November 19, 2013, 8:46 pm

For christmas im getting a 2ds is there any tips i need to know about them

Frank Mancino

December 1, 2013, 10:16 pm

lol i love how they say "2ds is good for kids" makes no sense, just because its less likely to break doesnt make it for kids lol anyone can get a 2ds


December 2, 2013, 9:21 pm

they are non-foldable

Will Iambic

December 12, 2013, 6:57 pm

The 3D option isn't recommended for younger children, therefore the 2DS is "good for kids".
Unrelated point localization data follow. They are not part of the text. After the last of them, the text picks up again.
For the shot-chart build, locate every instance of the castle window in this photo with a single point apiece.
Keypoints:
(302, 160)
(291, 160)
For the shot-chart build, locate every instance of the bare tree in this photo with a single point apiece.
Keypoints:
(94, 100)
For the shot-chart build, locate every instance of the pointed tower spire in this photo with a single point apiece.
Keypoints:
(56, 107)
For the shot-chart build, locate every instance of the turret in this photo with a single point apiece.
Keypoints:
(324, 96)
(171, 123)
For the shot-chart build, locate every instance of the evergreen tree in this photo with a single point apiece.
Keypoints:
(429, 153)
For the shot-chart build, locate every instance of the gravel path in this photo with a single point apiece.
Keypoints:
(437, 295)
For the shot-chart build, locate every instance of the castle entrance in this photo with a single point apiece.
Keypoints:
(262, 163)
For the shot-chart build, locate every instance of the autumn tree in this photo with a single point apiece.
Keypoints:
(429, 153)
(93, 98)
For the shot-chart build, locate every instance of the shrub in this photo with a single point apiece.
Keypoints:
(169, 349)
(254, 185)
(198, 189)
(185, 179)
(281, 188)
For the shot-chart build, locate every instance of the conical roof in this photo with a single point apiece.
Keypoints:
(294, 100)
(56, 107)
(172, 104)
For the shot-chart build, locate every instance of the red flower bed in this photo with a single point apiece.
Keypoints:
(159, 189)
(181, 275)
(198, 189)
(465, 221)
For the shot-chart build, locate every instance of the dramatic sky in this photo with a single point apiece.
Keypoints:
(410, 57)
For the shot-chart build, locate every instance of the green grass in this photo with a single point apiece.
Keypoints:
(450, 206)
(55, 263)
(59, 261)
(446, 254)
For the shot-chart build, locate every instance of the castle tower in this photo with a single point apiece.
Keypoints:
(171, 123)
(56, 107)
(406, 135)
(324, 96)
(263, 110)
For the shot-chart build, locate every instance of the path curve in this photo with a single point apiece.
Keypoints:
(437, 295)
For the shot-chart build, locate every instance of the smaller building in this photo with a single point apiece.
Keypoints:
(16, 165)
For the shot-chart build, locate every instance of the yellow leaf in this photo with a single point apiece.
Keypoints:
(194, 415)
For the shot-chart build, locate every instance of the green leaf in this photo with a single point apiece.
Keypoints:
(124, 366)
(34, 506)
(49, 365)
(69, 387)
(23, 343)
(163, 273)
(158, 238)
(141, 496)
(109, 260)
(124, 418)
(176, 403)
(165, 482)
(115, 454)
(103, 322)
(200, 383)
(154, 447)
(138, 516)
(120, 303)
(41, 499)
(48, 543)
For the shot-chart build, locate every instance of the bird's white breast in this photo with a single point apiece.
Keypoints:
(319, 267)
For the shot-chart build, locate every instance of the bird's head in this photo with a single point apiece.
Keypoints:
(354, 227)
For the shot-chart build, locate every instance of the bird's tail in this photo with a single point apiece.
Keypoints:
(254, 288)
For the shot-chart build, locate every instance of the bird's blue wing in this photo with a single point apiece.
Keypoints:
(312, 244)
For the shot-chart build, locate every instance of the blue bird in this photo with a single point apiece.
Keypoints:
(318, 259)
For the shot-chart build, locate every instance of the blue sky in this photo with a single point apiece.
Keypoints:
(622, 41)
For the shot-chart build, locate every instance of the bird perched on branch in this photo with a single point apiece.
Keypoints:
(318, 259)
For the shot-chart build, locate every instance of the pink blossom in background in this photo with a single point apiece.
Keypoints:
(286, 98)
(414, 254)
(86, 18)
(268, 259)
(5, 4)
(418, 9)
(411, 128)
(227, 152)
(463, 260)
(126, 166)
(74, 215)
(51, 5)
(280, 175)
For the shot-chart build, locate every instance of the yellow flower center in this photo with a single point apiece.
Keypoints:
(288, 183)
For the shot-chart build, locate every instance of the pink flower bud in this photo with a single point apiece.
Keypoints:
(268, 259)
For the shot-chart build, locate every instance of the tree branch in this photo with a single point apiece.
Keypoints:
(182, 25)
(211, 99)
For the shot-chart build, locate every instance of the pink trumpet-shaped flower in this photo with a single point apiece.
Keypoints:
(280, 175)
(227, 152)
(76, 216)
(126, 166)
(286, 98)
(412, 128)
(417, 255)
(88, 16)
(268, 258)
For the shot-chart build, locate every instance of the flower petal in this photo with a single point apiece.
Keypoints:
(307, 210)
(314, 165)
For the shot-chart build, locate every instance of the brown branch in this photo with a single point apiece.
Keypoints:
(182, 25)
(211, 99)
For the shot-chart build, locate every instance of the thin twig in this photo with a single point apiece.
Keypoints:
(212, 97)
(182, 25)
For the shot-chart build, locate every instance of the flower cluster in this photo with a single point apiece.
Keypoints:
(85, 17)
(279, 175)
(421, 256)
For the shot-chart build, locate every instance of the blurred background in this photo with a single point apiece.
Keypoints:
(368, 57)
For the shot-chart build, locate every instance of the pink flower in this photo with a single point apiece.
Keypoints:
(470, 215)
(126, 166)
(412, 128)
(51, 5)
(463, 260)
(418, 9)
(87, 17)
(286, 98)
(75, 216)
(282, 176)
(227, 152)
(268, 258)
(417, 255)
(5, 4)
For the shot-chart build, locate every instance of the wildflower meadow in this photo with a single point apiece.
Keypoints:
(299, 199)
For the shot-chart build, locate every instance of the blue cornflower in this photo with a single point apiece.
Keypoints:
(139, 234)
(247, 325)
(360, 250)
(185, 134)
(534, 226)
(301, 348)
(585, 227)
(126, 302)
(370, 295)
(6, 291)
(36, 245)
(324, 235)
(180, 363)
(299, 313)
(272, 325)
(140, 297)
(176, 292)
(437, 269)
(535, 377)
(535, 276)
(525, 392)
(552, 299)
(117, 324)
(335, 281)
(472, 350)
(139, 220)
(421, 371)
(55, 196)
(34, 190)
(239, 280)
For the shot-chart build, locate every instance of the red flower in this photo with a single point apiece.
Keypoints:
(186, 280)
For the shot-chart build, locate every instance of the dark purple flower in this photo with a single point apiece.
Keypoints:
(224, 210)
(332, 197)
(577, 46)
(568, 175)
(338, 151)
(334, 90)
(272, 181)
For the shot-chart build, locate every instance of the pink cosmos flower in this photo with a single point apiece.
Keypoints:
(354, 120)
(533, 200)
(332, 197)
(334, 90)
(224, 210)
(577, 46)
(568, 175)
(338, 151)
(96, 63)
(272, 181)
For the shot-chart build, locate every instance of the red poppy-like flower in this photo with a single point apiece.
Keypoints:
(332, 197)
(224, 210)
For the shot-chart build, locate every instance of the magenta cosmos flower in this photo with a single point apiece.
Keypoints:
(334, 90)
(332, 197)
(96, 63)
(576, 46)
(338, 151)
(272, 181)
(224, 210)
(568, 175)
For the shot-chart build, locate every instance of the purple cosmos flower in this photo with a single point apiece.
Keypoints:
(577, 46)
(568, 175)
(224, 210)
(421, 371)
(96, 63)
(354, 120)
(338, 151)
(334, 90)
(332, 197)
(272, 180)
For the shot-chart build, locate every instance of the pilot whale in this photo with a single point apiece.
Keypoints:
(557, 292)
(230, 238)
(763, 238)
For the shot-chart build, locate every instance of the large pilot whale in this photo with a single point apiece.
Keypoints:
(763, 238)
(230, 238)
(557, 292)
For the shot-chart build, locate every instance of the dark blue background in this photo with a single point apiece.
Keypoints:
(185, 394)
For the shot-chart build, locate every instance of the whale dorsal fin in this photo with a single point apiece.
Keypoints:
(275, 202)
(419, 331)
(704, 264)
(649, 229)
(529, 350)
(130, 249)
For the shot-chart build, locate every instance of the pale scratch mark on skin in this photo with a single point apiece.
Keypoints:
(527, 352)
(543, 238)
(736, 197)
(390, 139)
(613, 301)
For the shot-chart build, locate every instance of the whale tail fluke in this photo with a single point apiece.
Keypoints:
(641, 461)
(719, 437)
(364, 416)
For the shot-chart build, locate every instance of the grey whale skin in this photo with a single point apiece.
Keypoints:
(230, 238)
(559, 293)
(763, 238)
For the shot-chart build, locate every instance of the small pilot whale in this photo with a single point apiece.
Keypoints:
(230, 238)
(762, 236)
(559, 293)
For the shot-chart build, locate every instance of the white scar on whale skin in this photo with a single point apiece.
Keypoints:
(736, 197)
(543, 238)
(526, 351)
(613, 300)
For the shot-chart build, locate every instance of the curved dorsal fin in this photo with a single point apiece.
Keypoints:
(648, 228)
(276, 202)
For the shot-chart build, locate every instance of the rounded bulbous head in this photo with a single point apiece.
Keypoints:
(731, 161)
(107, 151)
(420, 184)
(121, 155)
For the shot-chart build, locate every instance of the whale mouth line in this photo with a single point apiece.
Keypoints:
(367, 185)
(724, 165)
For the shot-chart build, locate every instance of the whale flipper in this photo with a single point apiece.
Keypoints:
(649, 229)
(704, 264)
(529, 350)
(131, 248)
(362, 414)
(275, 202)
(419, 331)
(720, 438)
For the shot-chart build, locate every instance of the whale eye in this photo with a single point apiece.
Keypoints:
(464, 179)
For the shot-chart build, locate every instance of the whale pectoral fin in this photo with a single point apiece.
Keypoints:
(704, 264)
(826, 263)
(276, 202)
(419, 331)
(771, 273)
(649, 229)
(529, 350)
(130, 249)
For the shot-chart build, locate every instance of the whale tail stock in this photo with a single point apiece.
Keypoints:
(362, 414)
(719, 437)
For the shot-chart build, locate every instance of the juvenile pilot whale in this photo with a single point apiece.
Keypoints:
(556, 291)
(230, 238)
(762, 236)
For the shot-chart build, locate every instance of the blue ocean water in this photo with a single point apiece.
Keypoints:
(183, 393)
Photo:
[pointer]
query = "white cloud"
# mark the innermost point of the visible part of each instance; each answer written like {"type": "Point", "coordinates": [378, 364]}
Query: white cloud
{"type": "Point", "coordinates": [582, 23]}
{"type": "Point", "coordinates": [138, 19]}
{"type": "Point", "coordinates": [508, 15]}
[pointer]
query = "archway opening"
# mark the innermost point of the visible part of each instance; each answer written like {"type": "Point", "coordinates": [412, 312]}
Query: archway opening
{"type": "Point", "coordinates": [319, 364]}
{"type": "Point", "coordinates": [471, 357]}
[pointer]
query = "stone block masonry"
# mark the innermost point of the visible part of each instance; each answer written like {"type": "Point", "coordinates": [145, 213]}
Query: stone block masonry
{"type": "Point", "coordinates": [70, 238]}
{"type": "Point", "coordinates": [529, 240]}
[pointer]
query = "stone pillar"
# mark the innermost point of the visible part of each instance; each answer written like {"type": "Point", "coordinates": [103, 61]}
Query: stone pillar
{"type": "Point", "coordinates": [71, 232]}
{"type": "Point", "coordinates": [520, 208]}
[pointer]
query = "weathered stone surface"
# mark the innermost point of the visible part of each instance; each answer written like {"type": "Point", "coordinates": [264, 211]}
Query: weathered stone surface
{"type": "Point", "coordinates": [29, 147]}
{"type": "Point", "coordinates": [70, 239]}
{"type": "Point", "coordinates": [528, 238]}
December 26, 2013, 1:05 pm

I am not sure whether to go for a 3DS or a 2DS, any advice/


January 7, 2014, 5:55 pm

You did read the review right? :D Just pick which one sounds better for you. Goodluck!


January 7, 2014, 5:56 pm

I don't think some people understood this review article D:

Stephen Curran

March 27, 2014, 4:51 pm

I have the 2DS and was very satisfied with it ...The only reason I bought the 3DS XL is because these old eyes need a bigger screen. Now, that being said, the 2DS was fine with my reading glasses. I can't see 3d so that as not a selling feature for me.


March 28, 2014, 1:15 pm

i personally would buy a 2ds as i have had 2 ds lites and the hinges have snapped

on both


March 31, 2014, 6:04 pm

i bought the 2DS as i just started to play games. i am an adult and didnt see it as a child console. it was cheaper and i wanted to make sure i like gaming before buying the 3ds xl. 2DS feels right for me. long battery life and easy to hold. feels like a tablet. i couldnt careless about the 3d screen so i think it was a good decision.

Alexis Goitia

May 20, 2014, 3:42 am

Well, the 2DS is probably the best starter console since the Game Boy Advance, so I think it was a great choice, and the button configuration is actually ideal for adults because of how spaced the buttons are, the original 3DS is a bit too small for adult hands, so the XL and 2DS are much nicer.

Alexis Goitia

May 20, 2014, 3:43 am

The Lite had quite a problem with build, but neither the DSi nor the 3DS seem to have as many problems.

Alexis Goitia

May 20, 2014, 3:44 am

I think they mean that it is the better choice for kids because it is more resistant, it is still a great console for anyone.


October 10, 2014, 2:49 am

You can completely disable 3D from parental controls. I really hope the tutorial and setup is different on the 2DS... Parental Controls 2DS say "Would you like to disable the 3D effect?" And the parent starts wonders what happened. Is there 3D?

Archie Cairns

October 27, 2014, 7:38 pm

As an experiance nintendo player i compleatly agree with this page thought the 2DS may seen superior at first over time u will begin to see the advantages of the 3DS or the 3DS XL


February 18, 2015, 10:03 pm

all the consoles probably use the same firmware, the only differences will be the hardware drivers


February 18, 2015, 10:10 pm

the original ds should be considered a prototype


July 5, 2015, 4:52 pm

I have two boys - 9 yrs old and an 6 yrs old, am starting to think about giving in to the peer pressure and buying them a games console. but which one and which games are suitable. I am not that good a technology and have no clue where to start. the 2ds looks like the sensible option but its not the latest one out- does that matter? am so confused its such an expensive purchase but I don't want to get it wrong. Please help


August 19, 2015, 1:31 am

As far as handheld game consoles, a 2DS is good for that age group; it plays the latest 3DS games other than the ones with the "New" brand attached. I know it's a bit confusing because of how Nintendo names things, so when you go to the store make sure you ask about the difference between a brand new model and the "New" (as in 'New' 3DS) model name.